Membandingkan pemain Indonesia dengan pemain dunia, mungkin dianggap berlebihan oleh sebagian orang. Tapi, melihat Ricky Kambuaya bermain, saya merasa menyaksikan aura Ricky Kaka di lapangan.
Ada beberapa kesamaan antara Kambuaya dengan pemain Brasil yang merasakan masa keemasan semasa membela AC Milan itu. Keduanya mendadak mencuat di level tertinggi.
Kambuaya adalah gambaran pemain yang menggapai 'sukses dari nol'. Dia tidak ujug-ujug main di klub besar.
Dia bahkan pernah main di Liga 3. Jebolan klub Pro Duta ini pernah main di PS Mojokerto Putra di musim 2017-18. Lantas pindah ke PSS Sleman sebelum hijrah ke Persebaya mulai tahun 2020 lalu.
Ricky Kaka pun begitu. Memang, dia ngetop di Brasil bersama klub Sao Paulo. Namun, ketika ditransfer ke AC Milan, banyak pihak meragukan kemampuannya. Utamanya karena posturnya yang dianggap ringkih, kurang berotot seperti halnya pemain Brasil.
Yang terjadi, Kaka yang diragukan, tampil meledak di Milan. Meraih gelar Scudetto Serie A, Liga Champions, dan menjadi pemain terbaik dunia di tahun 2007.
Sampeyan (Anda) yang melihat Kaka di masa primenya di Milan, bakal takjub. Baginya, bermain bola serasa sederhana. Baginya, seperti mudah saja berlari melewati lawan lantas mencetak gol lewat tendangan jarak jauh.

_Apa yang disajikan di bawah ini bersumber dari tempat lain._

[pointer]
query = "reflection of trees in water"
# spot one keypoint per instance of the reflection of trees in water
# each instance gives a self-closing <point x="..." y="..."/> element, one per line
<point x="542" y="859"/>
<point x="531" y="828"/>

Nah, gol Kambuaya tadi malam, mirip dengan proses gol Kaka ketika menjebol gawang klub Skotlandia, Glasgow Celtic, di pertandingan leg II babak 16 besar Liga Champions 2007.
Kala itu, di San Siro, di masa tambahan waktu karena kedua tim bermain 0-0 dalam dua leg, di tengah kebuntuan, Kaka lepas.
Dia menggiring bola dari tengah, melewati bek-bek Celtic, lantas mencetak gol. Bola meluncur di sela kaki kiper Celtic. Di tahun itu, Milan jadi juara Liga Champions usai mengalahkan Liverpool 2-1 di final.
Ada kesamaan lain antara Kambuaya dan Kaka. Bila menengok gaya selebrasi Kambuaya usai mencetak gol, itu merupakan foto copy dari selebrasi Kaka yang mendunia.